Roughly 25 years following the beginning of watershed changes in the world political arena triggered by the wave of democratic reforms in the late 1980s, there are at present only very few countries in Africa that do not have multi-party political systems and stage regular elections. Nevertheless, the euphoria at the outset of the "second democratisation", hailed as an irreversible transition towards democracy, has long since given way to a more sober assessment. Old or new autocratic practices of rule can be discerned behind a facade of formal democratic institutions in many African countries. Terms such as "defective democracy” or "autocratic democracy" have been coined to describe these new systems and the incomplete nature of democratic development in Africa.

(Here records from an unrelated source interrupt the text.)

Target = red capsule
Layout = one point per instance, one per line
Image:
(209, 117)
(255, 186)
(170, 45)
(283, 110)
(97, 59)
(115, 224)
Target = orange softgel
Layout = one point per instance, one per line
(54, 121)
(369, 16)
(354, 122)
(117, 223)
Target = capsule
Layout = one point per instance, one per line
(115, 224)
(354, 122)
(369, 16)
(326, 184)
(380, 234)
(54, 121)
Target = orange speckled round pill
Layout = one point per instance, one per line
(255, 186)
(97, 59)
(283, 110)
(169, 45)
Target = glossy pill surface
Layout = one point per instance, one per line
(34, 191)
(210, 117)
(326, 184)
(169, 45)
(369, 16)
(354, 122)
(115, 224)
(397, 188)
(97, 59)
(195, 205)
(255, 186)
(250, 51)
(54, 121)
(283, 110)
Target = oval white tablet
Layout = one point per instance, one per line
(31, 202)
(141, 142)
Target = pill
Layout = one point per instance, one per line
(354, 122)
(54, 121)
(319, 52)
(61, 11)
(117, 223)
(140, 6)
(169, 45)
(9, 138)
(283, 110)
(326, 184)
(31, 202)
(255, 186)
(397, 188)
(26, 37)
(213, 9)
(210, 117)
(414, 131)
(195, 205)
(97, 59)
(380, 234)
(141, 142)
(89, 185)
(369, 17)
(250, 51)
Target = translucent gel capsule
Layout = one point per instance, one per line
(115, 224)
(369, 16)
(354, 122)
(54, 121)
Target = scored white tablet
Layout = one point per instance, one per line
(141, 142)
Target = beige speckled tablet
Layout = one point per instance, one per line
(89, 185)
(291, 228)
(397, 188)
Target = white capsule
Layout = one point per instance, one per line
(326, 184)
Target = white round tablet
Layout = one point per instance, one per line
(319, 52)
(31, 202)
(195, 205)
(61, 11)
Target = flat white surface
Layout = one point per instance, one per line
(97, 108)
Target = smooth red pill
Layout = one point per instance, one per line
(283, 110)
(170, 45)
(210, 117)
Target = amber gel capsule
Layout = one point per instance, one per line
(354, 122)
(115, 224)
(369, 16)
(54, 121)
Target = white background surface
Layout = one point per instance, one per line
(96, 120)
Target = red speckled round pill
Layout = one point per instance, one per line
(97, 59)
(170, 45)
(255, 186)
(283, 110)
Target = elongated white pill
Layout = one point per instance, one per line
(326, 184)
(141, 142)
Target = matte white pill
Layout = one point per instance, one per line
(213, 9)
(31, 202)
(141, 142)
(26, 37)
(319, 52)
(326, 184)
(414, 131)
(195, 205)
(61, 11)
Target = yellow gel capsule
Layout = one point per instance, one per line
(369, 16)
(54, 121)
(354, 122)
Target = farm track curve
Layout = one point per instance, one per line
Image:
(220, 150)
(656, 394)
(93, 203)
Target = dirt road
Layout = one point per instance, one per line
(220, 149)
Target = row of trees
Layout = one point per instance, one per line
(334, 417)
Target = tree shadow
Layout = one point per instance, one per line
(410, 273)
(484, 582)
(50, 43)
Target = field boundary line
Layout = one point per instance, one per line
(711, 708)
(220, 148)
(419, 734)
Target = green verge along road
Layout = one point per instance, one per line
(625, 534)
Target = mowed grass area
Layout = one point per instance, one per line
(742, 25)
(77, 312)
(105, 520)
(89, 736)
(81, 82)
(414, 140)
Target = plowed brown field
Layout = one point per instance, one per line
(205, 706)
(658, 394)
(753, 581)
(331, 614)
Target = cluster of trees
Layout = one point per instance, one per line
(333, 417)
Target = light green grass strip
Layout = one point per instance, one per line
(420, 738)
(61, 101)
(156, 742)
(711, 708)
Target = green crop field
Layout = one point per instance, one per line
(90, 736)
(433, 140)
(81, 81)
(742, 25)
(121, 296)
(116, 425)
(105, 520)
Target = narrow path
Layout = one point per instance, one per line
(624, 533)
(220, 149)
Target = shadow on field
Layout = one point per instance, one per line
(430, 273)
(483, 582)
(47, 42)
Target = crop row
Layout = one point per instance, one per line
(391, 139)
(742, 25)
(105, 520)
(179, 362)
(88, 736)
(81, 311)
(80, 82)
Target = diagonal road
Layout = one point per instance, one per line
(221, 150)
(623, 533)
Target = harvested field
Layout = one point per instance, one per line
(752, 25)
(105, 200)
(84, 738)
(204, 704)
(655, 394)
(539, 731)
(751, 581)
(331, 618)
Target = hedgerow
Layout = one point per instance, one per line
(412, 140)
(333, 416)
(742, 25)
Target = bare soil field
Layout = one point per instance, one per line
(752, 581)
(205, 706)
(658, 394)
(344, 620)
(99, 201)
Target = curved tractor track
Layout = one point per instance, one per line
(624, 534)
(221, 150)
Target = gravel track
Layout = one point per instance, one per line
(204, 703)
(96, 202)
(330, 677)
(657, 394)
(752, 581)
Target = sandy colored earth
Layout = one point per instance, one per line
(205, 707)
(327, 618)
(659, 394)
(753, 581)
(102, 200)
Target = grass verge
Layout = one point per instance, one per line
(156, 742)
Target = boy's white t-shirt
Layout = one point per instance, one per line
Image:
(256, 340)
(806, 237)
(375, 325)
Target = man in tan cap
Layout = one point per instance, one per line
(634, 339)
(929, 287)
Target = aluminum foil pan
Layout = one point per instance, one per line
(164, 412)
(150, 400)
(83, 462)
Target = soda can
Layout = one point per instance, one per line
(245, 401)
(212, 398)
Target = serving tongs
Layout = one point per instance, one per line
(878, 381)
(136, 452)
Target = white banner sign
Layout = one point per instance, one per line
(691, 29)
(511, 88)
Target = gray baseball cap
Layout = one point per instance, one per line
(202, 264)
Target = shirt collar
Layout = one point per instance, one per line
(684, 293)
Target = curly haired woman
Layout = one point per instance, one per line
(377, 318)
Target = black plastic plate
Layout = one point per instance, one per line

In many countries of Africa, there is a gaping discrepancy between formal democratic requirements existing on paper (fundamental rights, elections, multi-party systems, separation of powers) and realities belying often dysfunctional political systems. A definition of democracy that is solely based on elections and democratic institutions is therefore inadequate. The Friedrich-Ebert-Stiftung's efforts to foster and promote democracy takes this into account.
The Friedrich-Ebert-Stiftung's work on democracy
Freedom of speech and information are vested human rights and at the heart of any democratic society. These are prerequisites for political and cultural participation and the foundations for media to be able to perform its role as a public instrument of criticism and to exercise checks and controls on government power.
In many countries of Africa, however, numerous laws stand in opposition to freedom of speech and information. Far-reaching national security laws are for example a favourite ploy with which to side-step publication and disclosure obligations. Moreover, freedom of speech and information are constrained by political and/or economic pressure on media institutions. Journalists are frequently subjected to (or threatened with) physical violence. Deficient quality in reporting and failure to uphold professional journalistic standards are used as a pretext by governments to place shackles on the media.
The Friedrich-Ebert-Stiftung's media project for Sub-Sahara Africa, whose head offices are located in Windhoek, Namibia, therefore acts to promote freedom of information and the media and exercises its influence so that the media can exercise its function of democratic checks and controls in an effective manner.